In future, it will be essential for Russia to learn from its past, re-activate Soviet knowhow and coordinate such initiatives of dialogue in defence of Russian culture against Nato’s nazificationand to open exchanges with China and other allies in the East.

Finally, and as a message to all those who are allergic to past, present and future need for state intervention in the arts, let us remember the words of British conductor Sir Adrian Boult in his preface of the book “Realist Music” by Rena Moisenko, published in 1948 by Meridian: “State intervention is a bugbear which is to be met all over the world in these troubled times, and no one who lives in Great Britain nowadays can feel entitled to throw stones at any of our neighbours.
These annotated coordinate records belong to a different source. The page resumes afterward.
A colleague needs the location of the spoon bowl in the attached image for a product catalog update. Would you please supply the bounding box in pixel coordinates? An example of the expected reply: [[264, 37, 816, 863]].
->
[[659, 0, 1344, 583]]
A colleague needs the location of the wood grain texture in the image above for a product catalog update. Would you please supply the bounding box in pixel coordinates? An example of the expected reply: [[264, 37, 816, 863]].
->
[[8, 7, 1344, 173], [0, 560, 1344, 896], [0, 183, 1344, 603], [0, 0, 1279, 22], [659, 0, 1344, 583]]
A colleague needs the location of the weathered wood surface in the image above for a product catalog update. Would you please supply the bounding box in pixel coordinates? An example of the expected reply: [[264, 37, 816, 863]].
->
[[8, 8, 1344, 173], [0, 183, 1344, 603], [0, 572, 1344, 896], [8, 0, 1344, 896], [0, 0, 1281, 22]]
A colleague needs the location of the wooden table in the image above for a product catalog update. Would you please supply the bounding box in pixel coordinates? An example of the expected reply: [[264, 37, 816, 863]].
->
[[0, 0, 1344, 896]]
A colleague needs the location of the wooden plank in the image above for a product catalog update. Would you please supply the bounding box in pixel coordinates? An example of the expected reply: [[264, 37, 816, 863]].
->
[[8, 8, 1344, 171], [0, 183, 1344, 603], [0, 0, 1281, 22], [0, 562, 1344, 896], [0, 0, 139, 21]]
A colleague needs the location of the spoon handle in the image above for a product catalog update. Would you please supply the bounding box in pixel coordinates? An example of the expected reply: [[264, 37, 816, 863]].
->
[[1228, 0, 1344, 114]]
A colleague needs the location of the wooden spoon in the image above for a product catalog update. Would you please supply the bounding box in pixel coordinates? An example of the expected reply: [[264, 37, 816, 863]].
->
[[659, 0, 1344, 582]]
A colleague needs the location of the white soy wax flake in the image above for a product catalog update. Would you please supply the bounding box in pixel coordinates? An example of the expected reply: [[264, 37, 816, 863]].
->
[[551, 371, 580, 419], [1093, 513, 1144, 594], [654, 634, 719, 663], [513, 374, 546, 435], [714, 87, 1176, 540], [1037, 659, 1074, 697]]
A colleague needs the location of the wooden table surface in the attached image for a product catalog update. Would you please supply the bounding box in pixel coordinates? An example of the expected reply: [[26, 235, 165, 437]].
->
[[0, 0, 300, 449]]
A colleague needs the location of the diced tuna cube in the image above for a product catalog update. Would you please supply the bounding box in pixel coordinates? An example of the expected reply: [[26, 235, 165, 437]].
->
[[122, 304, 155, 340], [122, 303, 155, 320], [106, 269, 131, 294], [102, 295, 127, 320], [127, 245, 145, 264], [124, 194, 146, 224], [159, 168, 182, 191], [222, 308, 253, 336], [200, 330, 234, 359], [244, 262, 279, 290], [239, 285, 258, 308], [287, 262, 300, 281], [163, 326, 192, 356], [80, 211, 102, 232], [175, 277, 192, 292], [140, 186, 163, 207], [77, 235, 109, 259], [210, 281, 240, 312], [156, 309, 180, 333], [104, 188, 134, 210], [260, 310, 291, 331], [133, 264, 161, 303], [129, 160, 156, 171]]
Doubtless it is a great irritation to a composer to be told that a work he has finished is not acceptable to the State and must not be performed or published. But it is easy for us to forget that he is being fed and kept very comfortably at State expense, and if a benevolent government decides to pay the piper, rather than just let him starve as we do in Britain, it is perhaps natural that it should sometimes wish to call the tune, or to condemn it. The government has often inspired composers and helped them into a field of work which could only be healthily productive.”